Delete. The effect of the fuel control means was put at the end of [0026].

  Moreover, it is preferable that the air discharge valve has a configuration in which an opening / closing valve in which the opening degree changes in two stages of full opening and full closing and an adjustment valve in which the opening degree can change continuously. According to this configuration, when the load is an electric device for power generation or the like, there is a possibility that the load may be instantaneously interrupted, so that the enormous energy used for the operation of the generator is instantaneously generated. In this case, the on-off valve, which has a high operating speed, is fully opened immediately when the load is interrupted. It is possible to reliably suppress the occurrence of a large overspeed accompanying the interruption. Once the overspeed is avoided, the heat energy accumulated in the regenerator can be gradually released at an appropriate speed by continuously controlling the regulating valve instead of the on-off valve.

  The air discharge valve may be provided in a flow path of high-pressure air between the compressor and the regenerator or between the regenerator and the combustor. According to this configuration, by opening the discharge valve and releasing a part of the high-pressure air supplied from the compressor to the regenerator or a part of the high-pressure air supplied from the regenerator to the combustor, The turbine output is reduced, and overspeed can be avoided.

  Moreover, you may provide the said ventilating valve in the flow path of the waste gas between the exit of the said turbine, and a regenerator. According to this configuration, by releasing a part of the exhaust gas supplied from the turbine to the regenerator out of the system, it is possible to reduce the thermal energy due to the exhaust gas recovered by the regenerator. Thereby, the output of a turbine falls and an overspeed can be avoided.

  According to the overspeed avoidance device for a regenerative gas turbine of the present invention, after avoiding an overspeed immediately after a sudden decrease in load, the opening degree of the discharge valve for releasing a part of the working fluid to the outside of the system is set. By performing feedback control based on at least one of the rotational speed and exhaust gas temperature, the thermal energy accumulated in the regenerator is gradually released while maintaining the rotational speed at the rated value or keeping the exhaust gas temperature within the limit range. Thus, it is possible to avoid overspeed effectively and quickly.
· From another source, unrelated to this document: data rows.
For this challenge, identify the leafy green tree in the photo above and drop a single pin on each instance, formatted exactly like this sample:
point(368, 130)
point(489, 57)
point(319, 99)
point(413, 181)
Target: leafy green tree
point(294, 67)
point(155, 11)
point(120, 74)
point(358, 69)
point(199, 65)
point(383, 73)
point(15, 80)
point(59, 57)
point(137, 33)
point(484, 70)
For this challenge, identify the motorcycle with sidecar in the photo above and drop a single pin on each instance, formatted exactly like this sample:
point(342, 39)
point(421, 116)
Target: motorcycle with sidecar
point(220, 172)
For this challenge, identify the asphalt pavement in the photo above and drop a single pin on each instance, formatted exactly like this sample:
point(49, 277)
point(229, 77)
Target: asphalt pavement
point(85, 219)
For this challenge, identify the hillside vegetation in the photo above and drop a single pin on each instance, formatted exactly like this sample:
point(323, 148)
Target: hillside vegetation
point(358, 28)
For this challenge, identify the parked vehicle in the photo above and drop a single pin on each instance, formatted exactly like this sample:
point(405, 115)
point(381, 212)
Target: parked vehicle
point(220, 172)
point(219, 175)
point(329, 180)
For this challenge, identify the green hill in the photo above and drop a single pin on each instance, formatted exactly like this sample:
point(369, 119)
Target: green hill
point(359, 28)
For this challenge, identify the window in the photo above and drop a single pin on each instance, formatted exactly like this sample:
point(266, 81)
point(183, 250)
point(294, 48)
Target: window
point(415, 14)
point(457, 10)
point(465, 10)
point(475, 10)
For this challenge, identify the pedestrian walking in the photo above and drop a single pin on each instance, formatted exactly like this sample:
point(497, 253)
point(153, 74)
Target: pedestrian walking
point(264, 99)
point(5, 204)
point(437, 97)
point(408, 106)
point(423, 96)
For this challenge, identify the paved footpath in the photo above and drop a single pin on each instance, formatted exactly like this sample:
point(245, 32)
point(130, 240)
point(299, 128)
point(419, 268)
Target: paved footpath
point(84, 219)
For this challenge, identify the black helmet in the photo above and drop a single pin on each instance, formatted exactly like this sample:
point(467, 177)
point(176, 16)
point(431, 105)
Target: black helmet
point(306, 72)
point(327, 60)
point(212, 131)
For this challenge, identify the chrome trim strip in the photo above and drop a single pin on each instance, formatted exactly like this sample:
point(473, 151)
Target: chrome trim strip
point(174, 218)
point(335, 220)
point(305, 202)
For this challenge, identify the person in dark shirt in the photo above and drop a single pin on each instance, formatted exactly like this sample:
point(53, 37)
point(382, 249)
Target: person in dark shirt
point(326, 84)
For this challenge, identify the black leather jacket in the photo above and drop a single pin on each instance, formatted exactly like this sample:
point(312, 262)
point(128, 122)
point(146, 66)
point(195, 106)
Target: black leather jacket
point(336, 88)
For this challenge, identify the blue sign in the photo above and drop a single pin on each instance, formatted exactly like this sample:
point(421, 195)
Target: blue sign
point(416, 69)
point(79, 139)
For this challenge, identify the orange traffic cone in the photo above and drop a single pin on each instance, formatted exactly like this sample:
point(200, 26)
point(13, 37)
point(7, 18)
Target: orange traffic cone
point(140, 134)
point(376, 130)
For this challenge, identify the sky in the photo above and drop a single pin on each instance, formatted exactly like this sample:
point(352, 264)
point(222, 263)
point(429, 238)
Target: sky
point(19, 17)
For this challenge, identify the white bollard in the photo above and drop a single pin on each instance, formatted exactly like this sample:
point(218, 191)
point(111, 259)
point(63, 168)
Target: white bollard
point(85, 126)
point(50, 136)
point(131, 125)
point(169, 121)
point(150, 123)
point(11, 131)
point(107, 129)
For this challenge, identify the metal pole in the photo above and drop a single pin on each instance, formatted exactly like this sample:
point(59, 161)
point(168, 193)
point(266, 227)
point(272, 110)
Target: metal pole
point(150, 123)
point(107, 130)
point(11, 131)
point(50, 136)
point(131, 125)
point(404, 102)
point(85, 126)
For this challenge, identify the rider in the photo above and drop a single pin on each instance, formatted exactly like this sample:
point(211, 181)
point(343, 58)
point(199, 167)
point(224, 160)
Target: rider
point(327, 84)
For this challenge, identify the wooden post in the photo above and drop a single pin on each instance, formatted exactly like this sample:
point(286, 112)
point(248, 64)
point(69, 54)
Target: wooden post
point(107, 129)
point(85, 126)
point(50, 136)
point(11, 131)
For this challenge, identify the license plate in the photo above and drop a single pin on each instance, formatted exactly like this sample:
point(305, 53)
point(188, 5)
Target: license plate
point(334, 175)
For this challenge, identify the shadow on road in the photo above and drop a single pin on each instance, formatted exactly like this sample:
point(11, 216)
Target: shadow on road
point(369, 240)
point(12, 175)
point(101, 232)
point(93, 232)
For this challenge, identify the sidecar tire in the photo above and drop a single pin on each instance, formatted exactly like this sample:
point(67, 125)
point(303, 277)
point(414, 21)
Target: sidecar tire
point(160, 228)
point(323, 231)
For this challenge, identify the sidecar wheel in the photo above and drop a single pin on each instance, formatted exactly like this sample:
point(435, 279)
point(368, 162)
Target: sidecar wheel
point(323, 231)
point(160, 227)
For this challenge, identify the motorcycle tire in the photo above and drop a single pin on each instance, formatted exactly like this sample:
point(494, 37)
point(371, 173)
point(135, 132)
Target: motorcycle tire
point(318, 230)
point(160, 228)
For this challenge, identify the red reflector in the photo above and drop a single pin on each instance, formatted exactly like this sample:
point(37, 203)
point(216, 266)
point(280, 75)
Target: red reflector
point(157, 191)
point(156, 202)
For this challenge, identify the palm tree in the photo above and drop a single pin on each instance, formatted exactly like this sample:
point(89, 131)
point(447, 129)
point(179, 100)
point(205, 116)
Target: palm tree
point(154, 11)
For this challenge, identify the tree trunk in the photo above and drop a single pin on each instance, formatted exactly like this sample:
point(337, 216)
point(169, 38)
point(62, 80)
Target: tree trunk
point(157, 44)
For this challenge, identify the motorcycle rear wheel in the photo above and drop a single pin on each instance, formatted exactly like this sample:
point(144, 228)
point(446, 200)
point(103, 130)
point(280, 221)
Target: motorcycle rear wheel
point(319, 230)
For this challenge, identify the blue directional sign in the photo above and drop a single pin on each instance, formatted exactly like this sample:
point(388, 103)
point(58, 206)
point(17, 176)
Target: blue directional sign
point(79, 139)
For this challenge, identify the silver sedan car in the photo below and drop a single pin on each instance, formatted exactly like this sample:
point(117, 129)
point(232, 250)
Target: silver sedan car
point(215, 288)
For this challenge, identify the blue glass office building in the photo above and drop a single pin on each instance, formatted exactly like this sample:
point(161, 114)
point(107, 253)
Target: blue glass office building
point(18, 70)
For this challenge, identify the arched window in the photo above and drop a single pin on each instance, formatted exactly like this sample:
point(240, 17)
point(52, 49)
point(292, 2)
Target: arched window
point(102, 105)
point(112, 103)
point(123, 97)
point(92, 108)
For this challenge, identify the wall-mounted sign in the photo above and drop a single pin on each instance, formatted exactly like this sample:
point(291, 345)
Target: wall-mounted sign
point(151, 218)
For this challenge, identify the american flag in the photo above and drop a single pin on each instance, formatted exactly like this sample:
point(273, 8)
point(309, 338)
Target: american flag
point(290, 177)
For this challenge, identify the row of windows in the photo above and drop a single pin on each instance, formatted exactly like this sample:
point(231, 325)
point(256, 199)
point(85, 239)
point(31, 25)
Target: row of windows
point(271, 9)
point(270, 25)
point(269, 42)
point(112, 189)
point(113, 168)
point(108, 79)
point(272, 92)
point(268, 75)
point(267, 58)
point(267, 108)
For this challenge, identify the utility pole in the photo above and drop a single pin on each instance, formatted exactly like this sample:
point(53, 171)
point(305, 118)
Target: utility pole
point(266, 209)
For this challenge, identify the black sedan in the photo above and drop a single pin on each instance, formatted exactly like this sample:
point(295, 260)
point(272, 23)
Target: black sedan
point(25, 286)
  FIG. 1 is a system diagram showing a regenerative two-shaft free gas turbine to which an overspeed avoidance device according to a first embodiment of the present invention is applied. The gas turbine supplies high-pressure air A1 generated by compressing air by the compressor 1 to the combustor 3 via the regenerator 2, and the combustor 3 supplies fuel to the high-pressure air A2 supplied from the regenerator 2. Are mixed and burned, and the gas generator turbine 4 and the power turbine 7 are operated by the energy of the high-temperature and high-pressure combustion gas G generated by the combustion. The gas generator turbine 4 drives the compressor 1 via the gas generator shaft 8 that is the first shaft, and the power turbine 7 for taking out the output receives the load L1 via the power turbine shaft 9 that is the second shaft. To drive. The load L1 here is a mechanical device such as a marine propeller or an electrical device such as a generator. The exhaust gas E discharged from the power turbine 7 is supplied to the regenerator 2, and the regenerator 2 recovers the heat energy of the exhaust gas E by exchanging heat between the exhaust gas E and the high-pressure air A 1 from the compressor 1. The high-pressure air A1 is heated to generate high-temperature high-pressure air A2, which is supplied to the turbines 4 and 7.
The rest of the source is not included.